Plato’s Cave: Lost in the symbolic system

Plato’s Cave

More than two thousand years ago, philosopher Plato, came up with an idea that the human knowledge system was based on unreal, imaginary observation of the actual world. In his book, The Republic, he explained the idea with an metaphor.

Behold! Human beings living in a underground den, which has a mouth open towards the light and reaching all along the den; here they have been from their childhood, and have their legs and necks chained so that they cannot move, and can only see before them, being prevented by the chains from turning round their heads. Above and behind them a fire is blazing at a distance, and between the fire and the prisoners there is a raised way; and you will see, if you look, a low wall built along the way, like the screen which marionette players have in front of them, over which they show the puppets.

The discussion above, however, is not the most horror thing of the metaphor, but the following.
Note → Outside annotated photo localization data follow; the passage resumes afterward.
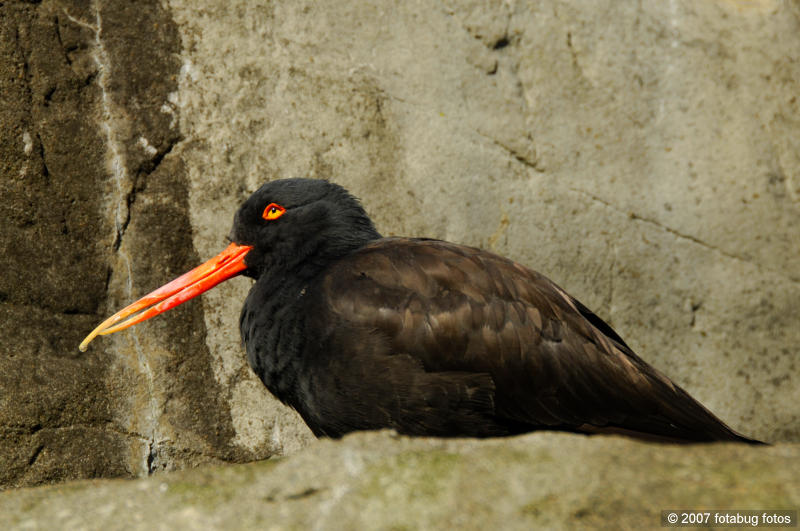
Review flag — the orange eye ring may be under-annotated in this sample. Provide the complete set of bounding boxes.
[262,203,286,221]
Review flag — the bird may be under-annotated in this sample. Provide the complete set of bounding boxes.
[80,178,763,444]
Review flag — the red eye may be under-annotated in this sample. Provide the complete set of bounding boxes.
[262,203,286,221]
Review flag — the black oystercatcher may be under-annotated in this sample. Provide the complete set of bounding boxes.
[81,178,762,443]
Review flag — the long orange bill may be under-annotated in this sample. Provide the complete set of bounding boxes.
[79,242,253,352]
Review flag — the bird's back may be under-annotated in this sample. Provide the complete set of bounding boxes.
[285,238,760,443]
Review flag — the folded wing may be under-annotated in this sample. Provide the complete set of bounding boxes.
[317,238,758,443]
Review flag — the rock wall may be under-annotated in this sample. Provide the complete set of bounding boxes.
[1,0,798,489]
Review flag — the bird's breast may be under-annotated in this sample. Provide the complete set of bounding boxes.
[240,275,313,403]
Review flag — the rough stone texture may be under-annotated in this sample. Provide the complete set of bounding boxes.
[171,0,799,451]
[1,432,798,530]
[0,0,274,488]
[1,0,798,492]
[1,0,128,487]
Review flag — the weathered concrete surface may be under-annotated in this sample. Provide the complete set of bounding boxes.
[2,1,141,487]
[0,0,280,489]
[1,432,798,530]
[171,0,799,453]
[1,0,798,491]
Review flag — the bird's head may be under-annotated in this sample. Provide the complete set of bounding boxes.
[230,178,381,278]
[79,178,380,351]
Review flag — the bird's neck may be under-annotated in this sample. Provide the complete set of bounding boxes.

And now look again, and see what will naturally follow if the prisoners are released and disabused of their error. At first, when any of them is liberated and compelled suddenly to stand up and turn his neck round and walk and look towards the light, he will suffer sharp pains; the glare will distress him, and he will be unable to see the realities of which in his former state he had seen the shadows; and then conceive some one saying to him, that what he saw before was an illusion, but that now, when he is approaching nearer to being and his eye is turned towards more real existence, he has a clearer vision, -what will be his reply? And you may further imagine that his instructor is pointing to the objects as they pass and requiring him to name them, — will he not be perplexed? Will he not fancy that the shadows which he formerly saw are truer than the objects which are now shown to him?
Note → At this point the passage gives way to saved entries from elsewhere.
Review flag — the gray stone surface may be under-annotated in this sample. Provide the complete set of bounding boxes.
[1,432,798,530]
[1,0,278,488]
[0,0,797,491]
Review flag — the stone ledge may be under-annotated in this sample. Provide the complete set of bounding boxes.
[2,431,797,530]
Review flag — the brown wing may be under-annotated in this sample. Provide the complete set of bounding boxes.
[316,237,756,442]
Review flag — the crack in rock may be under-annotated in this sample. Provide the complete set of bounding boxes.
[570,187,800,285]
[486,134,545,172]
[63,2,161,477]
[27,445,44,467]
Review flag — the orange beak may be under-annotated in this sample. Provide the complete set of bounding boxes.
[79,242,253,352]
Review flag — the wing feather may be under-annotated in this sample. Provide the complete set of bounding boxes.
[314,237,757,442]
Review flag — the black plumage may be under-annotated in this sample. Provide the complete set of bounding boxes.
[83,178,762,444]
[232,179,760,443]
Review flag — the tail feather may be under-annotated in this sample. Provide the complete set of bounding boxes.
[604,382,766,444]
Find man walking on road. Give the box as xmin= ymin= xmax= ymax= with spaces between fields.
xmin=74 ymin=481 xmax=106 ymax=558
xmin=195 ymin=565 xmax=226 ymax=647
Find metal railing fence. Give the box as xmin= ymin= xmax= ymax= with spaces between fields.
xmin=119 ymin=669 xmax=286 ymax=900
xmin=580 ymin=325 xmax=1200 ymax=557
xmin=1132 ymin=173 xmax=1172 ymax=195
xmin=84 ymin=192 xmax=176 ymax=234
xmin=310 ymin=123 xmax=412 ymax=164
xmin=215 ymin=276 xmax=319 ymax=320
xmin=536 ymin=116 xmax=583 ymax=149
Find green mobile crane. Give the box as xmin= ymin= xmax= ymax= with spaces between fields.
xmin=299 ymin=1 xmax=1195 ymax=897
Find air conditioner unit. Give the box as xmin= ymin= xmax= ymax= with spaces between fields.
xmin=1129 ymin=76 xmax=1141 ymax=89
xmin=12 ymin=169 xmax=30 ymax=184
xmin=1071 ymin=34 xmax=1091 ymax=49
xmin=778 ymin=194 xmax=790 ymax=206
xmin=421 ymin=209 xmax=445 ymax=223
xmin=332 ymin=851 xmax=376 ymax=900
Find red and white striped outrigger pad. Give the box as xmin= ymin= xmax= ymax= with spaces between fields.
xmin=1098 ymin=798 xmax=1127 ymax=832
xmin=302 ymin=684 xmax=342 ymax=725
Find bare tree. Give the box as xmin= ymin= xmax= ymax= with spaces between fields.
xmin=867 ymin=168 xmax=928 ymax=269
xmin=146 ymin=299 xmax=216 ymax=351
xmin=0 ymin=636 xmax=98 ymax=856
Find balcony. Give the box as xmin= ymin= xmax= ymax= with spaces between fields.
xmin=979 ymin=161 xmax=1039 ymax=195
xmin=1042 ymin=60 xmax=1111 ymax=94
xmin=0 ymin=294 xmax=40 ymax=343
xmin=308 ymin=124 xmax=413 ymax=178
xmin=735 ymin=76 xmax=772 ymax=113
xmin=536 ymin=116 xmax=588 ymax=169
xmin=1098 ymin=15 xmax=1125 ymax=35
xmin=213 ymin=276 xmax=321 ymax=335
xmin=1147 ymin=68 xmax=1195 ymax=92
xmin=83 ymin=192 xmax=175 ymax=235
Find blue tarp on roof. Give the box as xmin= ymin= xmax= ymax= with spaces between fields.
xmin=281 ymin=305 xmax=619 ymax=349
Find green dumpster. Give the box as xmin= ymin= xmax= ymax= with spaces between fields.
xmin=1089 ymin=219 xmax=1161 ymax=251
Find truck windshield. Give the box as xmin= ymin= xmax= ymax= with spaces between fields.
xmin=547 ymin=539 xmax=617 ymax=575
From ancient times, our ancestors gradually found out our brain were not able to process far too complex data. So we started to analyze things and construct models for those in the natural world.
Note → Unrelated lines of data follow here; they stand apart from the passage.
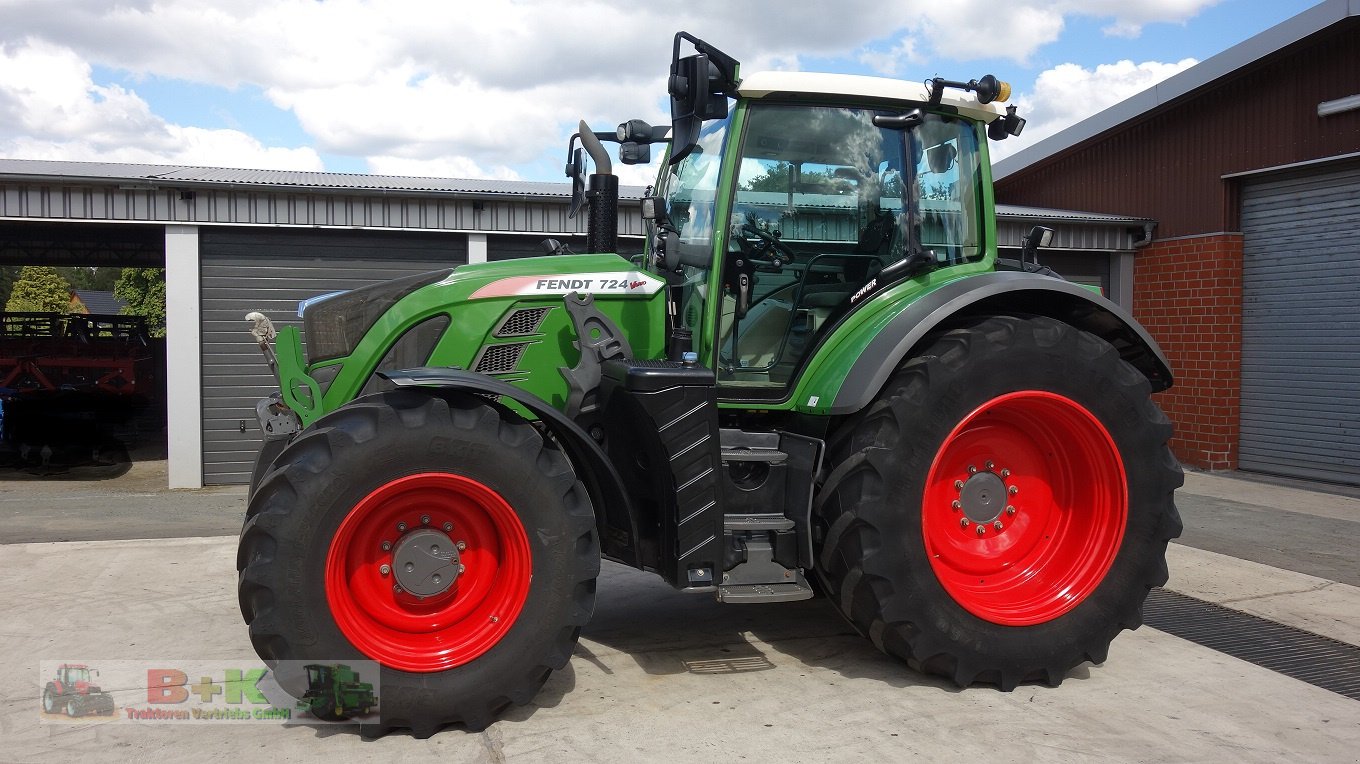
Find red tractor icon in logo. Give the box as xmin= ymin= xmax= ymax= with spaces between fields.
xmin=42 ymin=664 xmax=115 ymax=717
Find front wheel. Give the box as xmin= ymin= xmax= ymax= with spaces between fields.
xmin=813 ymin=316 xmax=1182 ymax=690
xmin=42 ymin=685 xmax=60 ymax=714
xmin=237 ymin=391 xmax=600 ymax=737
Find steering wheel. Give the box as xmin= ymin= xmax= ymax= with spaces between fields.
xmin=738 ymin=224 xmax=797 ymax=269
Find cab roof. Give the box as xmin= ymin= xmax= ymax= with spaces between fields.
xmin=736 ymin=71 xmax=1006 ymax=122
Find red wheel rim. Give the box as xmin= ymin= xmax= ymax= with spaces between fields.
xmin=325 ymin=473 xmax=531 ymax=672
xmin=922 ymin=391 xmax=1127 ymax=625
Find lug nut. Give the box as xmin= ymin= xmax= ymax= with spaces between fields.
xmin=392 ymin=584 xmax=402 ymax=593
xmin=421 ymin=515 xmax=430 ymax=525
xmin=954 ymin=480 xmax=965 ymax=490
xmin=1008 ymin=486 xmax=1019 ymax=495
xmin=976 ymin=525 xmax=986 ymax=536
xmin=968 ymin=465 xmax=978 ymax=474
xmin=985 ymin=460 xmax=995 ymax=470
xmin=490 ymin=615 xmax=500 ymax=623
xmin=1000 ymin=469 xmax=1011 ymax=478
xmin=456 ymin=541 xmax=467 ymax=551
xmin=379 ymin=564 xmax=390 ymax=576
xmin=960 ymin=518 xmax=970 ymax=529
xmin=459 ymin=564 xmax=466 ymax=574
xmin=443 ymin=522 xmax=453 ymax=532
xmin=397 ymin=521 xmax=407 ymax=532
xmin=951 ymin=500 xmax=961 ymax=510
xmin=1006 ymin=505 xmax=1016 ymax=516
xmin=993 ymin=521 xmax=1004 ymax=531
xmin=381 ymin=541 xmax=391 ymax=551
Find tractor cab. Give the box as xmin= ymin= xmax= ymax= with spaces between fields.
xmin=654 ymin=91 xmax=990 ymax=390
xmin=58 ymin=664 xmax=92 ymax=687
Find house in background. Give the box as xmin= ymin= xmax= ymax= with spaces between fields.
xmin=994 ymin=0 xmax=1360 ymax=485
xmin=70 ymin=290 xmax=128 ymax=315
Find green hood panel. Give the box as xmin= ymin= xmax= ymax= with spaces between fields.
xmin=284 ymin=253 xmax=668 ymax=423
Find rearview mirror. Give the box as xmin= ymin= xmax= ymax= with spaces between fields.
xmin=927 ymin=144 xmax=957 ymax=174
xmin=566 ymin=146 xmax=586 ymax=219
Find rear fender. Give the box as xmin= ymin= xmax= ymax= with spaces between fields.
xmin=824 ymin=271 xmax=1173 ymax=415
xmin=378 ymin=367 xmax=643 ymax=569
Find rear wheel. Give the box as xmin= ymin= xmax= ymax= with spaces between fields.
xmin=237 ymin=390 xmax=599 ymax=737
xmin=813 ymin=316 xmax=1182 ymax=689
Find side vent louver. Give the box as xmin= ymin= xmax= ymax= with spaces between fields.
xmin=495 ymin=307 xmax=551 ymax=337
xmin=472 ymin=343 xmax=528 ymax=374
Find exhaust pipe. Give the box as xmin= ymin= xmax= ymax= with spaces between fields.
xmin=578 ymin=120 xmax=618 ymax=254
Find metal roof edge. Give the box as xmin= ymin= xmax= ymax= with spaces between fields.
xmin=995 ymin=203 xmax=1152 ymax=225
xmin=0 ymin=158 xmax=647 ymax=200
xmin=994 ymin=0 xmax=1357 ymax=180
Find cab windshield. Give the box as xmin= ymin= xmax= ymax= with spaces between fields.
xmin=720 ymin=103 xmax=984 ymax=387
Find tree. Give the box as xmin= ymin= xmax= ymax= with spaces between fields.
xmin=4 ymin=265 xmax=75 ymax=313
xmin=114 ymin=267 xmax=167 ymax=337
xmin=57 ymin=266 xmax=122 ymax=292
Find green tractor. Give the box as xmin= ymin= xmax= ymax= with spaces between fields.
xmin=238 ymin=32 xmax=1181 ymax=738
xmin=296 ymin=664 xmax=377 ymax=721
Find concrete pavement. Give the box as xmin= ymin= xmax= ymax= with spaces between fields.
xmin=0 ymin=467 xmax=1357 ymax=761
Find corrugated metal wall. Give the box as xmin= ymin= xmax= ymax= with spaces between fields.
xmin=995 ymin=19 xmax=1360 ymax=239
xmin=1239 ymin=164 xmax=1360 ymax=484
xmin=201 ymin=227 xmax=467 ymax=485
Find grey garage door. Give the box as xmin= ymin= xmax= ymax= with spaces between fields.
xmin=201 ymin=227 xmax=467 ymax=485
xmin=1240 ymin=164 xmax=1360 ymax=485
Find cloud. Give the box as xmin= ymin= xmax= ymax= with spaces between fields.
xmin=0 ymin=0 xmax=1225 ymax=178
xmin=990 ymin=57 xmax=1198 ymax=162
xmin=0 ymin=38 xmax=322 ymax=170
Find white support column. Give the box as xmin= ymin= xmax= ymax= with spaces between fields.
xmin=466 ymin=232 xmax=488 ymax=264
xmin=165 ymin=225 xmax=202 ymax=488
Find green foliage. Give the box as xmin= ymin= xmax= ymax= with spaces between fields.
xmin=4 ymin=265 xmax=76 ymax=313
xmin=57 ymin=266 xmax=121 ymax=292
xmin=114 ymin=267 xmax=167 ymax=337
xmin=0 ymin=265 xmax=17 ymax=308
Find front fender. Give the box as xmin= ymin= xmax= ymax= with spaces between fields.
xmin=378 ymin=367 xmax=642 ymax=569
xmin=811 ymin=271 xmax=1173 ymax=415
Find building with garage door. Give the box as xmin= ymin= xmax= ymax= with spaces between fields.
xmin=994 ymin=0 xmax=1360 ymax=485
xmin=2 ymin=159 xmax=1149 ymax=488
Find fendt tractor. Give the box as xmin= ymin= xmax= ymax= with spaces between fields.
xmin=238 ymin=32 xmax=1182 ymax=737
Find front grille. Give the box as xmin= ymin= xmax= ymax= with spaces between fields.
xmin=472 ymin=343 xmax=528 ymax=374
xmin=495 ymin=307 xmax=551 ymax=337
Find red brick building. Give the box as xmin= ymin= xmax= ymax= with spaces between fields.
xmin=994 ymin=0 xmax=1360 ymax=485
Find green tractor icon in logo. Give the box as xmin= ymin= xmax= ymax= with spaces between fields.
xmin=296 ymin=664 xmax=377 ymax=721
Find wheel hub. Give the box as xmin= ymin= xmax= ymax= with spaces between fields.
xmin=959 ymin=470 xmax=1007 ymax=524
xmin=391 ymin=527 xmax=462 ymax=597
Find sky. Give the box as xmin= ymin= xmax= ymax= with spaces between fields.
xmin=0 ymin=0 xmax=1323 ymax=186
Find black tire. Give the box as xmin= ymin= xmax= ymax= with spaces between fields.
xmin=42 ymin=684 xmax=61 ymax=714
xmin=813 ymin=315 xmax=1183 ymax=690
xmin=65 ymin=698 xmax=81 ymax=717
xmin=246 ymin=437 xmax=288 ymax=502
xmin=237 ymin=390 xmax=599 ymax=737
xmin=309 ymin=696 xmax=347 ymax=722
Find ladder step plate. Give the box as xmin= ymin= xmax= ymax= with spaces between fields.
xmin=717 ymin=582 xmax=814 ymax=603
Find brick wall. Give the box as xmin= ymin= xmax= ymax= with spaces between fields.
xmin=1132 ymin=233 xmax=1243 ymax=470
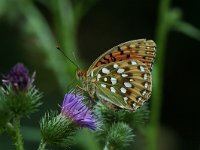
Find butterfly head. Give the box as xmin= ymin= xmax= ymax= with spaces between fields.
xmin=76 ymin=69 xmax=87 ymax=81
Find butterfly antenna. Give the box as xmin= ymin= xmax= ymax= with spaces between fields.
xmin=56 ymin=46 xmax=79 ymax=68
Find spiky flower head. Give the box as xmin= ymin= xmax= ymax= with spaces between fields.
xmin=2 ymin=63 xmax=34 ymax=91
xmin=61 ymin=92 xmax=97 ymax=130
xmin=0 ymin=63 xmax=42 ymax=117
xmin=40 ymin=92 xmax=97 ymax=148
We started to define everything in a simple way. We thought of the edges of everything as lines, which formed shapes, solids and so on. Then we found that our natural language system was not accurate enough to power the logical and abstract thinking, therefore we built a new symbolic system called mathematics.

Is this a gate to heaven, or the abyss to the hell?

The modern logistics point out that our mathematics is essentially a first-order predicate logic, which defines symbols and axiomatize their algorithms. For example, in the N set, we define ‘a+b‘ as outputing the next bth number of a, but why don’t we define as others? The answer is clear – the original definition is ACTUAL.

There’s always a question that why math can describe the real world so accurately. There’s no other reasons but because it’s a enough complete system – Godel’s completeness theorem works well on it – and it’s based on ACTUAL axioms. Any natural language can describe the cosmos accurately as well.

Any natural language can describe the cosmos accurately as well.

Perhaps, I wonder, everything we have done on math, from calculus to linear algebra, from logic to group theory, is not the true answer to the world. Like the answer 42 after thousands of millions of years’ calculation, maybe in the end, we draw water with a sieve.